Landesrat Christian Gantner (ÖVP) hielt dagegen: Die Neuausrichtung sichere Arbeitsplätze und garantiere den Milchpreis für die Bauern. "Wo Vorarlberg draufsteht, ist auch weiterhin Vorarlberg drin", versicherte er. Auch FPÖ-Landesrat Daniel Allgäuer stellte klar, dass für ihn die Sicherung des Standorts Feldkirch oberste Priorität habe.

Klartext von Marken-Experte Koch

Noch deutlicher wurde Markenexperte Klaus-Dieter Koch von der Beratungsfirma Brand Trust. "Was hier passiert ist, zeigt mangelnden Respekt", sagte er im VN-Interview. Regionalität sei im Ländle besonders sensibel, weil der Stolz auf lokale Produkte einzigartig sei. "Man setzt auf Zahlen und hofft, dass die Menschen sich daran gewöhnen. Aber so funktioniert Markenbindung nicht." Koch warnt, dass die emotionale Bindung der Konsumenten reißen könnte – und genau diese Bindung sei ein entscheidender Wettbewerbsvorteil gegenüber den Handelsmarken.
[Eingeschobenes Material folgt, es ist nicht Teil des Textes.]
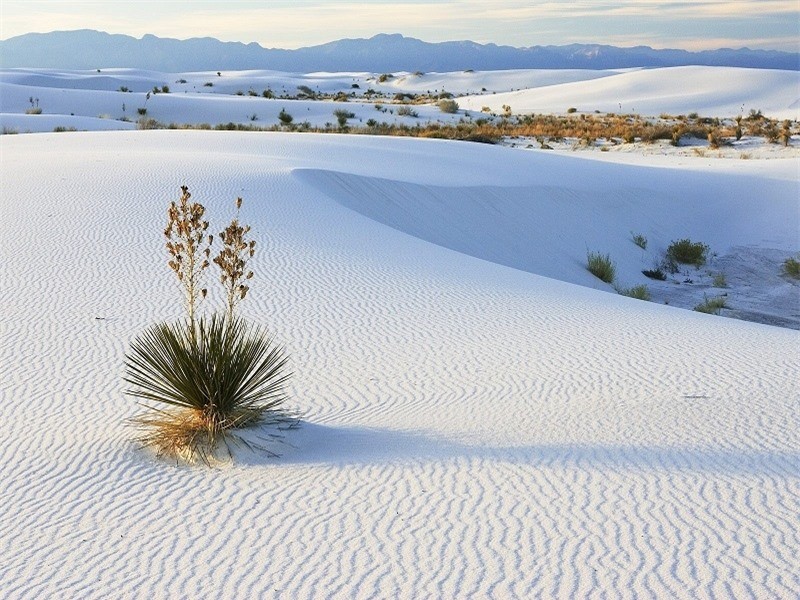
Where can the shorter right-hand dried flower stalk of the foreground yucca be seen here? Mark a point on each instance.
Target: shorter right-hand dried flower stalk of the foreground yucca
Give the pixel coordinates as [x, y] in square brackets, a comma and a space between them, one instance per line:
[232, 261]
Moosbrugger: "Bauern haben den Preis bezahlt"

Landwirtschaftskammer-Präsident Josef Moosbrugger stellt in einem aktuellen VN-Interview die ökonomische Dimension in den Vordergrund. "Wo Ländle draufsteht, ist Ländle drin", betont er, verweist aber zugleich auf die Notwendigkeit der Fusion: Mit zu geringen Milchmengen eine breite Produktpalette aufrechtzuerhalten, habe zu hohe Stückkosten verursacht. Am Ende hätten die Bauern mit niedrigeren Preisen die Rechnung bezahlt. Für ihn ist klar: Entscheidend sei, genügend Milch für den Standort Feldkirch zu sichern – und dabei offen zu kommunizieren. "Schlecht informieren ist keine Alternative. Verunsicherung können wir nicht brauchen." (VOL.AT)
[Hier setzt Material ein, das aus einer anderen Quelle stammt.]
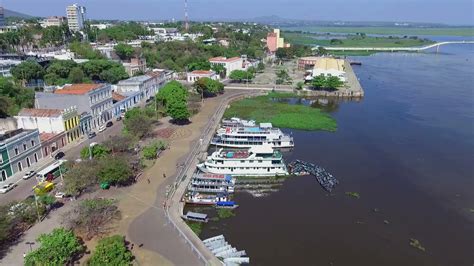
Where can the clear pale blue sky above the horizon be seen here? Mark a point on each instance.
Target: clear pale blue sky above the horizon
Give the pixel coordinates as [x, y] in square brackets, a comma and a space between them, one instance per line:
[454, 12]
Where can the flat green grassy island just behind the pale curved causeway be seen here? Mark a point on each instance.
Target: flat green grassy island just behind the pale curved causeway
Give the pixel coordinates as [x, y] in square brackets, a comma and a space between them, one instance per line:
[354, 41]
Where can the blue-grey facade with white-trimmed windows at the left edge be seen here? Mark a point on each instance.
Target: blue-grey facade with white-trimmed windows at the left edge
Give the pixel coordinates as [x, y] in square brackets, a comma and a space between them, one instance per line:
[20, 149]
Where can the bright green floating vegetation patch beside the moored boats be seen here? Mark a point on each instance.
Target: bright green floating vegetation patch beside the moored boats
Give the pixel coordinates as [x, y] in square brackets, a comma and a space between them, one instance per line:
[294, 116]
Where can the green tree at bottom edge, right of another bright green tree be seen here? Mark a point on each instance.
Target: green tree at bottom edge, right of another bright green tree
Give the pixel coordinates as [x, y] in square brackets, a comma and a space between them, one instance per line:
[111, 251]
Hintergrund: Die Vorgeschichte

  • Am 27. Mai 2025 stimmten 96,47 % der Genossenschafter für die Fusion mit der NÖM AG.
  • Ohne Zusammenschluss wäre laut Gutachten der Betrieb nicht mehr lebensfähig gewesen.
  • Die Bundeswettbewerbsbehörde hatte keine Einwände, seit 1. Juli 2025 ist die Übernahme rechtskräftig.
  • Die Vorarlberg Milch eGen hält nun 3 % an der NÖM AG und einen Sitz im Aufsichtsrat.
  • Politisch sorgte die Butterproduktion in Niederösterreich für Kritik: Die Grünen sprachen von „Etikettenschwindel“, die Landesregierung verwies auf Arbeitsplätze und Milchpreisgarantie.